Loslassen – Die Akzeptanz des Seins

Dezember ist ein ganz besonderer Monat. Er leitet das Ende des Jahres ein. Mit jedem Ende reflektiert man ganz natürlicherweise was war: Gefühle, Situationen, Begegnungen. Vielleicht ärgerst du dich auch darüber, wie gewisse Dinge abgelaufen sind, wie sich Menschen dir gegenüber verhalten haben oder wie du dich gegenüber Menschen verhalten hast.

Nutze den Dezember ganz bewusst als Monat des Loslassens.

Loslassen ist natürlich so eine Sache. Was ist es denn dieses Loslassen? Wie oft hört man jemanden sagen „Lass´ einfach los.“

Man kann das Loslassen auf zwei verschiedenen Ebenen betrachten:
Auf der ersten Ebene geht es darum, zu erkennen, was einem guttut, was man braucht, was man mitnehmen und gleichermassen eben loslassen kann: Dinge, Menschen, Speisen, Emotionen.

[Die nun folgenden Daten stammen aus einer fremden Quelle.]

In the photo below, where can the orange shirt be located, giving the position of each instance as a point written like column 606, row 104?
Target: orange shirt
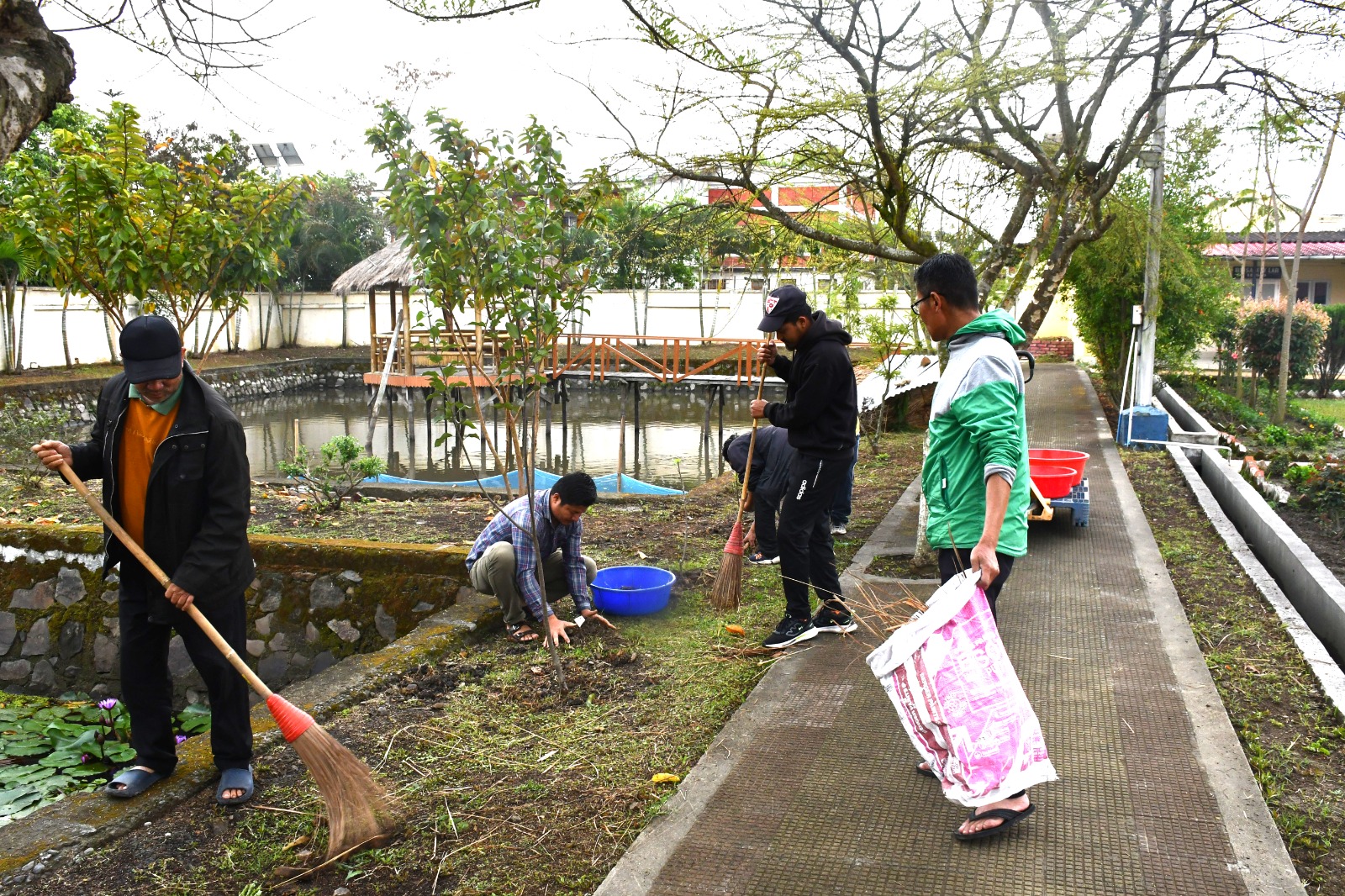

Die andere, zweite Ebene ist wahrscheinlich der schwierigere Part: Loslassen bedeutet eben nicht nur, sofort etwas „wegzuschmeissen“, wegzuräumen. Vielmehr bedeutet es auch, Dinge/Zustände/ Gefühle so stehen zu lassen wie sie gerade sind, sie zu akzeptieren.

Ich persönlich wurde in diesem Jahr mit sehr vielen Gefühlen und Situationen konfrontiert, die mich im ersten Augenblick eher dazu verleitet haben, aktiv zu werden, zu agieren – eben nicht zu akzeptieren, dass ich nicht jede Emotion, die von aussen oder von mir selbst kommt, beeinflussen kann. Ich musste akzeptieren, einfach zu sein und gleichermassen sein zu lassen.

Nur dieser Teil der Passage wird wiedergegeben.